Okay, so I'm catching up on my summer movie going, and first out of the gate is Terminator: Salvation. This is a sharp break from the previous Terminator films, and a lot of critics did not like that one bit.
I, on the other hand, loved it. Apocalyptic films are tricky. The last four to grace my radar: Wall-E, I am Legend, Resident Evil: Extiction, and of course Apocalypto. The set design and photography in T:S takes the Wall-E approach: all that is left in the world is the rusting crap left by a destroyed technical civilization. In mood and props it is closest to The Road Warrior, or the Fallout series of games.
So that's the first break with the first films. This is a fully immersive vision of the future. The second break: John Connor isn't really the main character. Sure, he gets a lot of screen time and dialog, but he is pretty much just reacting to events through the film, rather than driving them. Really, this is the story of Marcus Wright: a death row inmate in the early 2000's who donates his body to Cyberdyne at the insistence of a dying scientist. The choices Marcus makes are the central plot of the film.
The third break is that is really an episode rather than a complete story. In the first Terminator, the story came full circle, and in the second, Sarah and son thought they had stopped Judgement Day. Even the third had all the loose tied up by the end of the movie. T:S, on the other hand, is the story of something that happens within the larger story. These are the early years, where John Conner is moving towards leadership of the resistance but isn't there it. Skynet isn't fully up to speed yet either: the first T-800's are just starting to stalk menacingly off the assembly line. In many ways this is a more personal film simply because it can't yet have the final battle. Of course, in Fellowship of the Ring everyone knew that was the way it was set up, here it was more of a surprise.
So what I liked about T:S was: the inventiveness of the humans, the inventiveness of Skynet, the integration of special effects, and the attention to details of the Terminator universe. The humans don't give up faced with Terminator's, they do what people always do: fight or flight. I especially liked the Kyle Reese approach. What do you fight a Terminator with: anything you've got. Still Skynet was equally on top of things, using it's machines in clever ways and the overall attack plan had even Machivelli in it to garner my attention.
The special effects achieved that place where occasionally you forget it's an effect. Okay, not the giant people snatching robot, but after watching, the smaller things that I thought about and realized had to be special effects just registered as reality at the time, and that's a good thing. Finally, the attention to detail was immaculate.

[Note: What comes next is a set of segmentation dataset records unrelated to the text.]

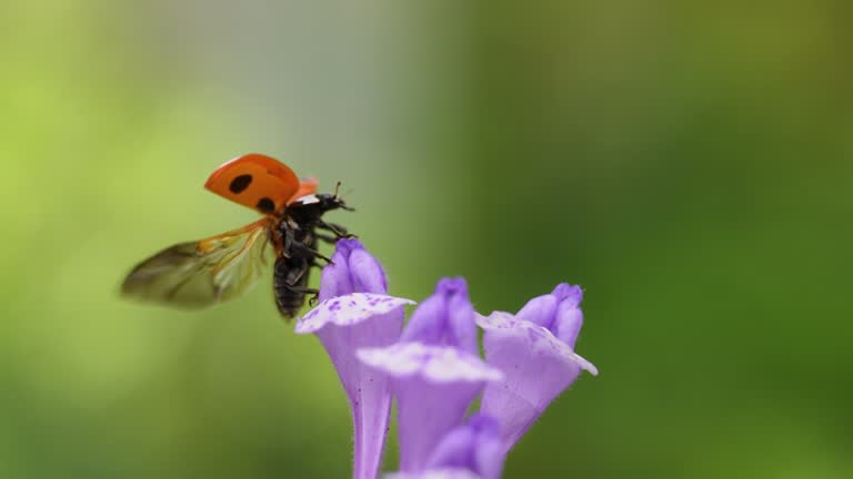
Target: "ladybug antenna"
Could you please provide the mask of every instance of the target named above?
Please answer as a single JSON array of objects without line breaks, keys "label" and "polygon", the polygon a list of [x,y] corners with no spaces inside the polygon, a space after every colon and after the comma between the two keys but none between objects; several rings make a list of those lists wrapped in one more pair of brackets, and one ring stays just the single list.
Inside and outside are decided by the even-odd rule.
[{"label": "ladybug antenna", "polygon": [[[338,202],[341,204],[341,208],[342,210],[355,211],[355,210],[347,206],[347,204],[343,202],[343,198],[341,197],[340,191],[341,191],[341,182],[339,181],[338,184],[334,185],[334,198],[338,200]],[[352,193],[352,188],[347,191],[347,194],[350,194],[350,193]]]}]

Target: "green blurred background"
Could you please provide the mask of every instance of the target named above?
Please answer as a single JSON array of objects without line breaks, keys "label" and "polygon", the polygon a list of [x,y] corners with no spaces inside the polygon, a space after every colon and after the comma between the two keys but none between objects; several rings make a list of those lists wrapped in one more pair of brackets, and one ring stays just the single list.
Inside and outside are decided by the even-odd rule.
[{"label": "green blurred background", "polygon": [[201,313],[117,294],[253,221],[201,187],[252,151],[352,188],[333,220],[392,293],[464,275],[488,313],[583,285],[602,374],[508,478],[853,477],[851,13],[2,2],[0,477],[349,475],[334,371],[269,284]]}]

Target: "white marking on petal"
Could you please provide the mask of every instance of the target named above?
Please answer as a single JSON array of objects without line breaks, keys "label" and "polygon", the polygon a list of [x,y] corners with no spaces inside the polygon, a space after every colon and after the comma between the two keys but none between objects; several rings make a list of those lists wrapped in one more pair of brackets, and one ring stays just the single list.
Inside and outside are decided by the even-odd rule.
[{"label": "white marking on petal", "polygon": [[598,376],[599,369],[590,361],[574,353],[568,344],[561,342],[548,328],[529,320],[520,319],[510,313],[494,312],[489,316],[478,314],[476,325],[489,333],[498,335],[526,336],[525,340],[534,353],[545,353],[572,361]]},{"label": "white marking on petal", "polygon": [[411,299],[372,293],[335,296],[311,309],[297,323],[295,332],[314,333],[330,323],[337,326],[352,326],[411,304],[414,304]]},{"label": "white marking on petal", "polygon": [[419,376],[432,383],[501,380],[503,374],[480,357],[452,346],[398,343],[357,351],[362,363],[391,376]]},{"label": "white marking on petal", "polygon": [[317,197],[317,195],[312,195],[312,194],[311,194],[311,195],[304,195],[304,196],[300,196],[300,197],[299,197],[297,201],[294,201],[293,203],[299,203],[299,204],[313,204],[313,203],[320,203],[320,198],[319,198],[319,197]]}]

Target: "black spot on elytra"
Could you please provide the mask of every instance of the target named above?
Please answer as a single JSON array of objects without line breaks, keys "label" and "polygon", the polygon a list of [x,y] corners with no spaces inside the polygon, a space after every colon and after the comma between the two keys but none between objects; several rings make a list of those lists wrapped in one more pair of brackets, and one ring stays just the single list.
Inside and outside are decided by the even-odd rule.
[{"label": "black spot on elytra", "polygon": [[231,190],[231,193],[237,194],[245,191],[250,184],[252,184],[252,175],[240,175],[231,180],[231,184],[228,185],[228,188]]},{"label": "black spot on elytra", "polygon": [[273,203],[272,200],[264,196],[258,200],[258,210],[264,213],[272,213],[275,211],[275,203]]}]

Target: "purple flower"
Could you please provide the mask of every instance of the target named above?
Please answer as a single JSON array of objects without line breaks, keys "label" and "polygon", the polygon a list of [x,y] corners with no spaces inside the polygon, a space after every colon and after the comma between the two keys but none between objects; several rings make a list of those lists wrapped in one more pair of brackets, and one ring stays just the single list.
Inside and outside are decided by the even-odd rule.
[{"label": "purple flower", "polygon": [[352,408],[355,457],[353,477],[374,479],[391,411],[384,375],[355,358],[363,347],[397,342],[409,299],[387,296],[388,283],[379,262],[357,240],[340,240],[332,263],[323,268],[321,303],[297,324],[297,333],[314,333],[332,359]]},{"label": "purple flower", "polygon": [[578,286],[560,284],[516,314],[495,312],[476,322],[485,330],[486,361],[503,371],[489,384],[480,410],[498,418],[504,451],[509,451],[549,404],[586,369],[595,366],[574,354],[583,324]]},{"label": "purple flower", "polygon": [[478,355],[474,309],[462,278],[439,282],[412,314],[400,343],[358,353],[392,378],[400,469],[421,472],[444,435],[462,424],[471,400],[501,373]]},{"label": "purple flower", "polygon": [[420,473],[398,473],[394,479],[500,479],[503,446],[496,419],[472,416],[464,426],[448,432],[433,449]]}]

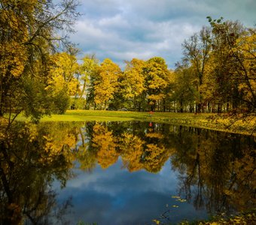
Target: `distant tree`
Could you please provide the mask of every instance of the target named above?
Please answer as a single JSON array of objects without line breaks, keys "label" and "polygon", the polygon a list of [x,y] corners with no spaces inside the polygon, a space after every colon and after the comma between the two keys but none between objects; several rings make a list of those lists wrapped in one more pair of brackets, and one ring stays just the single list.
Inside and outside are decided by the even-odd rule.
[{"label": "distant tree", "polygon": [[118,79],[121,75],[119,66],[111,59],[105,58],[100,64],[93,80],[94,102],[107,108],[108,100],[113,99],[117,92]]},{"label": "distant tree", "polygon": [[170,71],[165,60],[160,57],[154,57],[146,62],[143,68],[145,80],[147,99],[151,110],[158,110],[166,98],[164,90],[169,83]]},{"label": "distant tree", "polygon": [[131,102],[135,110],[141,106],[141,96],[145,90],[144,86],[145,76],[143,68],[145,62],[143,60],[133,58],[126,62],[126,68],[120,81],[120,92],[124,99]]},{"label": "distant tree", "polygon": [[203,27],[199,34],[195,34],[188,40],[184,40],[182,46],[184,56],[191,65],[194,74],[197,79],[196,87],[198,92],[197,100],[197,112],[200,112],[203,104],[203,93],[200,86],[203,83],[206,74],[206,66],[211,50],[211,31]]},{"label": "distant tree", "polygon": [[0,116],[24,110],[38,119],[50,113],[50,56],[69,44],[59,34],[72,31],[76,6],[75,0],[0,1]]}]

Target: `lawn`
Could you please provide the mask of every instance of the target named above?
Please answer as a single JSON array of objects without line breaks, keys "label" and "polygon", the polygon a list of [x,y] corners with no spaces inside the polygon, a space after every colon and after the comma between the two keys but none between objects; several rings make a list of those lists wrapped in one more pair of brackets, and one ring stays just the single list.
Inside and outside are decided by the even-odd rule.
[{"label": "lawn", "polygon": [[[28,118],[19,116],[18,121],[27,121]],[[256,127],[256,118],[248,117],[245,120],[238,120],[232,126],[234,120],[213,113],[178,113],[158,112],[151,115],[148,112],[126,112],[105,110],[67,110],[64,115],[52,115],[45,116],[41,122],[81,122],[81,121],[146,121],[151,122],[165,122],[197,128],[209,128],[256,135],[254,130]]]}]

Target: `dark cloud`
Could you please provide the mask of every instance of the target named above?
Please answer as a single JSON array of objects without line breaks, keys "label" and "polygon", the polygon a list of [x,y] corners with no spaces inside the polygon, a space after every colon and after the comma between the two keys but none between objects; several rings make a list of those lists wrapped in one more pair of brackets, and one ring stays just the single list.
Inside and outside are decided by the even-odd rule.
[{"label": "dark cloud", "polygon": [[170,68],[181,58],[181,44],[207,26],[207,16],[256,23],[254,0],[87,0],[78,8],[72,40],[82,55],[95,53],[119,64],[133,58],[160,56]]}]

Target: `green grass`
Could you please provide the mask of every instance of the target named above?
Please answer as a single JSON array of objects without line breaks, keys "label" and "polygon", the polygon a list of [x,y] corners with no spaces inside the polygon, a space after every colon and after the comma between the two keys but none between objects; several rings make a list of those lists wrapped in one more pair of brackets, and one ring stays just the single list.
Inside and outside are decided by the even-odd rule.
[{"label": "green grass", "polygon": [[[19,116],[17,121],[28,121],[24,116]],[[250,122],[239,121],[229,127],[231,120],[229,118],[218,116],[212,113],[178,113],[154,112],[152,116],[148,112],[123,112],[105,110],[68,110],[65,115],[45,116],[41,122],[81,122],[81,121],[146,121],[165,122],[172,124],[191,126],[211,130],[223,130],[233,133],[251,134],[255,128],[256,119]],[[253,134],[255,135],[255,134]]]}]

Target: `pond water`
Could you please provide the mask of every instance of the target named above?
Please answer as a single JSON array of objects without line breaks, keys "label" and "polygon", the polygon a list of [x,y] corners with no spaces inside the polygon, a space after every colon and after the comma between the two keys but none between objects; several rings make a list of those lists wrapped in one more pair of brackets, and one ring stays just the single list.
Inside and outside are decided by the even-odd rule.
[{"label": "pond water", "polygon": [[0,224],[155,224],[255,206],[255,138],[139,122],[1,133]]}]

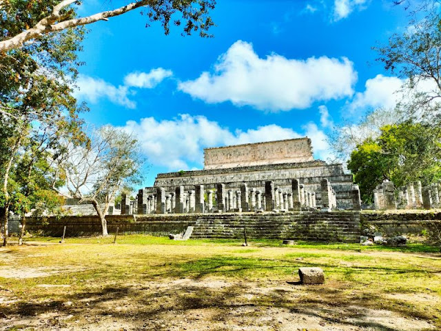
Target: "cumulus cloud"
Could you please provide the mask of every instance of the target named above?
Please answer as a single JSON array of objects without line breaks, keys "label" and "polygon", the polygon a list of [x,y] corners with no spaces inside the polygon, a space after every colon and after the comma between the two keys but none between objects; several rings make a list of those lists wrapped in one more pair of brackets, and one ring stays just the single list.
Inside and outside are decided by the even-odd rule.
[{"label": "cumulus cloud", "polygon": [[319,106],[318,112],[320,112],[320,123],[322,128],[332,128],[334,123],[331,119],[327,107],[325,105]]},{"label": "cumulus cloud", "polygon": [[76,81],[78,90],[74,95],[76,98],[96,103],[101,99],[107,99],[117,105],[134,108],[136,103],[129,99],[130,92],[127,86],[118,87],[100,78],[93,78],[80,74]]},{"label": "cumulus cloud", "polygon": [[354,10],[366,9],[369,0],[334,0],[333,19],[334,21],[345,19]]},{"label": "cumulus cloud", "polygon": [[152,88],[156,86],[165,78],[173,75],[172,70],[166,70],[162,68],[152,69],[150,72],[132,72],[124,77],[126,86],[135,88]]},{"label": "cumulus cloud", "polygon": [[276,112],[351,97],[356,79],[353,63],[345,57],[302,60],[271,54],[261,59],[251,43],[238,41],[219,57],[213,72],[204,72],[178,88],[209,103],[229,101]]},{"label": "cumulus cloud", "polygon": [[136,103],[130,97],[136,94],[134,88],[153,88],[172,75],[171,70],[162,68],[152,69],[148,73],[131,72],[124,77],[124,85],[115,86],[101,78],[80,74],[76,81],[77,88],[74,90],[74,95],[78,99],[85,100],[92,103],[107,99],[116,105],[133,109],[136,107]]},{"label": "cumulus cloud", "polygon": [[123,127],[133,132],[143,152],[154,166],[170,170],[188,170],[189,164],[203,165],[203,148],[207,147],[249,143],[259,141],[298,138],[307,135],[312,141],[315,154],[327,157],[325,134],[314,123],[308,123],[304,132],[275,124],[259,126],[246,131],[230,130],[204,116],[181,114],[172,120],[157,121],[154,117],[130,121]]},{"label": "cumulus cloud", "polygon": [[404,83],[404,81],[398,77],[382,74],[368,79],[365,84],[365,91],[357,92],[349,104],[350,112],[353,113],[358,110],[394,108],[402,98],[402,94],[398,91]]}]

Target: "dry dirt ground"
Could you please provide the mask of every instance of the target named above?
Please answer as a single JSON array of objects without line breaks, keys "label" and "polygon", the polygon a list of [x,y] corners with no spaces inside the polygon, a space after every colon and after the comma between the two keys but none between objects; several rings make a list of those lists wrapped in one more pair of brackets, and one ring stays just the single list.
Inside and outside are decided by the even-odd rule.
[{"label": "dry dirt ground", "polygon": [[[296,252],[290,253],[294,256],[289,273],[259,273],[257,270],[262,265],[258,262],[250,265],[247,273],[241,270],[234,276],[224,272],[205,272],[204,268],[235,270],[238,265],[243,268],[243,262],[229,265],[216,260],[217,265],[210,261],[189,267],[201,258],[205,261],[207,257],[216,257],[220,252],[232,259],[238,254],[240,259],[245,255],[247,261],[256,257],[264,260],[268,257],[287,259],[283,248],[238,252],[237,247],[211,245],[63,244],[53,248],[2,248],[0,330],[440,330],[437,324],[440,316],[436,315],[441,314],[441,298],[438,288],[434,290],[431,282],[420,284],[427,286],[427,290],[420,291],[422,288],[416,286],[413,292],[407,288],[402,292],[391,292],[382,290],[387,286],[381,277],[378,284],[359,286],[352,283],[356,277],[345,281],[329,267],[325,285],[300,285],[298,276],[292,272],[296,270],[296,262],[303,263],[304,259],[314,262],[309,251],[289,251]],[[195,260],[198,252],[201,256]],[[347,268],[358,268],[349,258],[353,253],[323,254],[331,257],[327,258],[329,261],[339,259],[344,272]],[[369,256],[365,259],[375,259],[380,264],[382,259],[391,259],[390,254],[367,252]],[[152,257],[148,262],[145,254]],[[436,268],[441,267],[439,256],[415,257],[416,261],[434,259]],[[403,254],[402,258],[412,261],[409,254]],[[178,269],[174,261],[167,259],[182,260],[184,265],[179,265]],[[276,258],[271,263],[280,261]],[[272,268],[265,265],[266,269]],[[441,268],[438,270],[439,273],[430,275],[435,284],[441,281]],[[416,308],[420,305],[422,310],[424,307],[433,310],[424,314]]]}]

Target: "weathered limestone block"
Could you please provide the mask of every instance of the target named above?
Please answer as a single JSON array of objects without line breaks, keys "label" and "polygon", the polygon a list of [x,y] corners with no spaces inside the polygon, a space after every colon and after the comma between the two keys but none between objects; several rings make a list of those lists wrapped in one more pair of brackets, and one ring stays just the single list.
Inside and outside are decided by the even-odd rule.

There were callbacks not just to the earlier three Terminator films, but Terminator 2 3D at Universal Studios and the first trailer to Terminator 2. I'm sure I missed many more references, but at least we got to find out how John Connor got that great scar he sported at the beginning of T2. This was a lovingly crafted film.
What I didn't like: the utter seriousness and lack of humor. If they had interjected any emotion other than anger or fear I would have felt more for the protagonist's plight.
This is a solid sci-fi film. Those looking for emotional catharsis should look elsewhere. Those looking for the best depiction yet of a future war between man and machine, this is your film.